2013年09月19日
先日、ドル化(※1)(dollarization)した国の外貨準備高はどう見たらよいのか、ひとに聞かれ、ちょっと考え込んだ。
外貨準備高の適正な水準については、輸入額と比較する指標(外貨準備高/輸入額、Ratio of Reserves to Imports)が昔から良く使われ、3ヶ月分以上が望ましいとされてきた。しかし、これは貿易収支だけを考慮した考え方で、ブレトン・ウッズ体制のような貿易取引は自由だが、資本取引は厳しく制限されていた状況には適しているものの、現在のように国際資本移動が活発に行われている場合にはふさわしくなくなってきている。
そのような資本取引を考慮した指標として最も良く使われるのは、短期の対外債務と比較するもの(外貨準備高/短期対外債務残高、Ratio of Reserves to Short-Term External Debt)で、1年分以上あると良いとされる。
また、どのような外国為替制度を採るかによっても、外貨準備の必要性は大きく違う。固定相場制度では、自国通貨が売り込まれた場合、平価を維持するために通貨当局は介入しなければならず、その場合、外貨準備は減少する。一方、自由な変動相場制度では、為替レートは市場によって決定され、外貨準備に変動はない(なお、管理変動相場制度で通貨当局が介入する場合は、外貨準備は増減する)。つまり、固定相場制度を採る場合はより厚めに外貨準備を保有する必要があり、変動相場制度の場合はより少なくても良いわけだ。
では、ドル化した国の場合では、上で見たような論点に加え、何か特別な考慮が必要だろうか?
ドル化した国では、大量のドルが民間部門に存在するわけで、その分、外貨準備の必要性は大きく軽減されると考えることもできる。下記は、アジアで最もドル化の程度が著しいカンボジアの例。2012年末の通貨量残高(broad money)のうち83%をも外貨(主にUSドル)が占めている。

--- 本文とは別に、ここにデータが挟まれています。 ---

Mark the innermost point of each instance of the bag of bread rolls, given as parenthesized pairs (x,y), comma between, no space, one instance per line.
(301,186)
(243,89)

しかし、ドル化が進んでいるような国では、金融システムが脆弱な場合が多い。過去に何らかの問題があったからこそ、自国通貨を捨ててドルやユーロといった国際的に信用力のある通貨に逃げているからだ(※2)。
こうした国で金融不安が生じて、銀行等の資金繰りに問題が起きた場合はどうすれば良いのであろうか。通常の国では、中央銀行が資金を供給すれば良い。いわゆる中央銀行の「最後の貸し手」機能である。しかし、ドル化した国で取り付け騒ぎが起こり、預金者が外貨預金を一斉に引き出そうとした場合では、中央銀行がどんなに自国通貨を供給してもしようがない。預金者がほしいのはドルだからだ。これに対応しようとすれば、中央銀行は外貨準備を使うしかない。
つまり、ドル化した国の場合、平常時では外貨準備の必要性が軽減され、非常時(銀行危機など)ではその必要性が高まるという二面性がある。後者の場合の指標としては、外貨預金のカバー率(外貨準備高/外貨預金残高、Ratio of Reserves to Foreign Currency Deposits)を見ればよい。下記のIMFのカンボジア:カントリーレポートのグラフでは、外貨準備高の実数、伝統的な指標である輸入月数、そして外貨預金カバー率の3つの指標を載せている。
なお、外貨預金カバー率については、輸入額の3か月分とか短期対外債務残高の1年分といったベンチマークを設定することは難しい。どの程度、外貨預金をカバーすれば良いかは、預金者の金融システムに対する信認(confidence)に依存し、預金保険等セイフティ・ネットの整備状況などによって大きく違ってくるからだ。
このように、外貨準備高を見る観点は、輸入のための資金繰りといった単純なものから、資本流入の様態、為替制度の違い、金融危機への対応力といった複眼的なものになってきている。
(※1)ドル化とは、自国通貨に対する信認が低下し、ドル等の国際的に信認の高い通貨が、法定通貨である自国通貨と並んであるいは代わって使われる現象をいう。
(※2)カンボジアのドル化の経緯については、拙稿、「カンボジアのドル化」、大和総研『アジアンインサイト』2012年1月19日付。